Given a minimum six-month time lag after a loan is terminated by a bank, to the earliest date for a foreclosure sale, these figures will only start to show up next year, “by which stage I expect a significant increase of at least 20%”, said Mohr.
Argetra information shows that 7,364 properties with a market value of €1.576 billion were ‘forced sales’ in the first half of 2020, well down on last year’s figures of 9,432 foreclosures valued at €1.749 billion. However, only about 50% of foreclosure proceedings actually go to auction after appearing before a courtroom. The remaining 50% are generally sold by private treaty before it comes to an auction of distressed assets. Argetra collects and collates the data from nearly 500 local German courts nationwide.
The number of foreclosures in Germany has been falling steadily in recent years as property prices have appreciated, with the 90,000 forced sales in 2008 falling to under 18,000 last year.
The banks are beginning to share Mohr’s views as to what lies down the road. Earlier this month, At the beginning of the month, the German Federal Association for Loan Purchase and Servicing 9 Bundesvereinigung für Kreditankauf und Servicing asked bank board members and heads of the risk departments of German credit institutions for their assessment situation.
The result: While last year German loans with a total value of €33 billion could no longer be serviced, the surveyed bankers estimate this volume at €45 billion for this year and expect it to rise further to €59 billion euros by the end of 2021. By 2023, the defaulted loans could add up to 100 billion euros, they estimate.
Incidentally, the bankers see the biggest defaults not in real estate loans, but in unsecured consumer loans. There, they predict that the default rate will rise from 3.03% this year to 4.47% next year, an increase of 47%. In the case of private real estate loans, the default risk will increase by “only” 35%.

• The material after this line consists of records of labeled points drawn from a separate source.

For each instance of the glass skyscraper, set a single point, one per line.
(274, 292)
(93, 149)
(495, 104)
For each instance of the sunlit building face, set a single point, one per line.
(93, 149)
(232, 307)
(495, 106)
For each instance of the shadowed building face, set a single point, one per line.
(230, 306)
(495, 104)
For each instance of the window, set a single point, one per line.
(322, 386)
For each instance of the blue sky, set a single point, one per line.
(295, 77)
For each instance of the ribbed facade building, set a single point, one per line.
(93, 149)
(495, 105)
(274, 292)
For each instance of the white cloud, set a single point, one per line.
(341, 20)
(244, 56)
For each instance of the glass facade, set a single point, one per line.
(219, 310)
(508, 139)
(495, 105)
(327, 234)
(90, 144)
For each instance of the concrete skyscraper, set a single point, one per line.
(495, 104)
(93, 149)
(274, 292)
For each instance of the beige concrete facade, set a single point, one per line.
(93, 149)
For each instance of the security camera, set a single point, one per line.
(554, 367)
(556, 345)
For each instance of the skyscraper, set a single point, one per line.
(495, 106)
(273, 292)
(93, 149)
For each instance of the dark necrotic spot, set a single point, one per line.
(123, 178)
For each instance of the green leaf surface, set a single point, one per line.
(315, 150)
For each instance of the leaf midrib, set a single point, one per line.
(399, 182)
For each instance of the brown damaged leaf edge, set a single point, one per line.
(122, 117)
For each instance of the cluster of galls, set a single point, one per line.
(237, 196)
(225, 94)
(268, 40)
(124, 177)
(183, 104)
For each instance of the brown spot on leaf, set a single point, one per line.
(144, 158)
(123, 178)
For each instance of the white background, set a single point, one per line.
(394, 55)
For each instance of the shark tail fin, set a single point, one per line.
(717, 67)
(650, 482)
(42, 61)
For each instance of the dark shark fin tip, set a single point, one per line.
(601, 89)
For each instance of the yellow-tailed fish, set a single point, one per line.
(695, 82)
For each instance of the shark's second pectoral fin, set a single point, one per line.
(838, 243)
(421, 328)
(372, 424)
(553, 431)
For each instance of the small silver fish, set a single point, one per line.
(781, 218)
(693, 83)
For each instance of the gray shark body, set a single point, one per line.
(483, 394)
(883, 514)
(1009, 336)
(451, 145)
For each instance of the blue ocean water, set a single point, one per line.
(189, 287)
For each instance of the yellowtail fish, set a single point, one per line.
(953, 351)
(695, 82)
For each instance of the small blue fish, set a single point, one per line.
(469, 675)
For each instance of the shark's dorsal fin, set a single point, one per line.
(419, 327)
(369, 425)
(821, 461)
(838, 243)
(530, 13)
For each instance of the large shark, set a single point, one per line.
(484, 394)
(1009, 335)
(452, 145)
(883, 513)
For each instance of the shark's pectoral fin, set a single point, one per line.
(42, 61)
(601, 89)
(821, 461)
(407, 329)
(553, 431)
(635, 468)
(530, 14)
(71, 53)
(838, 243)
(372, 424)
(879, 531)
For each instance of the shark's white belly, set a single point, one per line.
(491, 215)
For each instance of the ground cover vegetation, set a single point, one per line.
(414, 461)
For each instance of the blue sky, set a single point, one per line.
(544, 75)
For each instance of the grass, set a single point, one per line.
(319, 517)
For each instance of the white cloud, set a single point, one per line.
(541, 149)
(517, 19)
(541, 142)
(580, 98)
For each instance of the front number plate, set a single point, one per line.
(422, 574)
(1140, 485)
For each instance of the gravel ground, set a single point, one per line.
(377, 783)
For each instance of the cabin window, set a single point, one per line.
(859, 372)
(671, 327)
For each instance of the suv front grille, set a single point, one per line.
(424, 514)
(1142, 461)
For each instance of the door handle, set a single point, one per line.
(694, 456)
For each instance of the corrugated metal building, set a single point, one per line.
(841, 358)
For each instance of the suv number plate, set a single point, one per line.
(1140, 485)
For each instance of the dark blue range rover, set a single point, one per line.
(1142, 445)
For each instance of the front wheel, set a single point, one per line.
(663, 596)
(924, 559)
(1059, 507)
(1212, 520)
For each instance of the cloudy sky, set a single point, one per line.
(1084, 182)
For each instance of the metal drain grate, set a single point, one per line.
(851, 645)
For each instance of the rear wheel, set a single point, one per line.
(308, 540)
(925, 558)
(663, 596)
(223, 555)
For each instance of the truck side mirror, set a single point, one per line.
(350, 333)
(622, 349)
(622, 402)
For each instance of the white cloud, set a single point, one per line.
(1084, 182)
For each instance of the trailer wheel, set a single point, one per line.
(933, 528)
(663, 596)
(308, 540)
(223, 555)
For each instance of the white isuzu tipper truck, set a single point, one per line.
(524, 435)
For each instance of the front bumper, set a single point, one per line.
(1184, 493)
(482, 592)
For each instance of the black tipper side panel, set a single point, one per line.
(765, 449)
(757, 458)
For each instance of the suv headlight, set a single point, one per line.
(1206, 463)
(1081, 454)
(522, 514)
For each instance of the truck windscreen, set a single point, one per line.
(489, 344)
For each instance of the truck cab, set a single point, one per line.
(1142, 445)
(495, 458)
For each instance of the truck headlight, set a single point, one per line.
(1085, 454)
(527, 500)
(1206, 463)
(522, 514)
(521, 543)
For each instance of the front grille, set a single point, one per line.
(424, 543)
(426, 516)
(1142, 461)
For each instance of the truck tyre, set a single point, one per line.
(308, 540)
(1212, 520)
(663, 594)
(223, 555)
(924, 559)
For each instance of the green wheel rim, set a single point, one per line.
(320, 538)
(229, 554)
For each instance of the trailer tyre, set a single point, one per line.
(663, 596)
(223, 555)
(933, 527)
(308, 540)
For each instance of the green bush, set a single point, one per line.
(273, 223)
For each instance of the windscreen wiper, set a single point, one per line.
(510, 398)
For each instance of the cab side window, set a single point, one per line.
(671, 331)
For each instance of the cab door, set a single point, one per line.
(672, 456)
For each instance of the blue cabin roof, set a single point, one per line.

An analysis of court dates for foreclosure proceedings on private housing from Argetra Verlag shows that, for the first half of 2020, there was a strong geographic concentration of court dates in North Rhine-Westphalia (not surprisingly, as Germany’s most populous state) with a 22% share. In terms of number of dates per 100,000 household, Saxony-Anhalt led the field with 35, three times more than Bavaria (11). The average nationwide was 18 per 100,000 households, down from last year’s 23.
Residential properties made up 67%, with the bulk being single and dual-family homes (44.8%), followed by condominiums (21.9%). The remaining 33% was made up of commercial properties and residential and office buildings (19.2%), and land and other real estate.
Berlin foreclosures had the highest market values, at more than €1m per property, although those figures, adjusted for three major distressed sales, would otherwise have come out at €545,000, putting Berlin in second place behind Hamburg. Nationally, the average value of a foreclosure sale was €214,031, well up on the €185, 431 recorded in the same period last year.